Here are the debug outputs of .pth model:

list(model_engine.model.encoder.parameters())[0].requires_grad
False
list(model_engine.model.pooler.parameters())[0].requires_grad
False
list(model_engine.model.head.parameters())[0].requires_grad
True

list(model.encoder.parameters())[0].requires_grad
False
list(model.pooler.parameters())[0].requires_grad
False
list(model.head.parameters())[0].requires_grad
True

But when it comes to the .bin format model (your checkpoint, saved and pushed to HF by load_local_model.py), the "model_engine.model" and the "model" are no more a single object. (This may caused by the HF library.) It means that for the model_engine.model which is used for the training, its parameters can not be frozen by freezing model.encoder.parameters(), it should be done in this way:

for param in model_engine.model.encoder.parameters(): # pooler in the same way
    param.requires_grad = False

Here are the debug outputs of .bin model (I set "model" parameters frozen).
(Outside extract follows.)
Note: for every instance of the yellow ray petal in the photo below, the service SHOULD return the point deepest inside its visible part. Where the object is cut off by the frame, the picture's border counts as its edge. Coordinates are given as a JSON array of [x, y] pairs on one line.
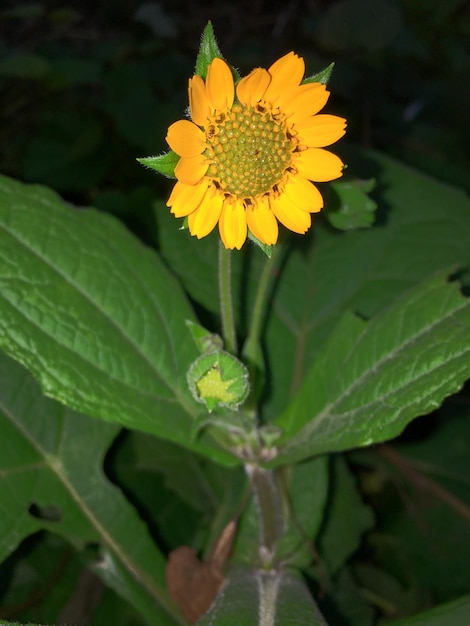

list(model_engine.model.encoder.parameters())[0].requires_grad
True
list(model_engine.model.pooler.parameters())[0].requires_grad
True
list(model_engine.model.head.parameters())[0].requires_grad
True

list(model.encoder.parameters())[0].requires_grad
False
list(model.pooler.parameters())[0].requires_grad
False
list(model.head.parameters())[0].requires_grad
True

The model_engine.model was not frozen⬆️. I also checked the data of parameters, there was no problem with it (the parameter with requires_grad=True will change after model_engine.step()).

Then I ran a eval on both your checkpoint (.bin) and my crammed model (.pth) with model_engine.model frozen. They finally got the same result🤣(accuracy: 0.78 and train time: 5mins).

Thank you very much for answering the questions these days!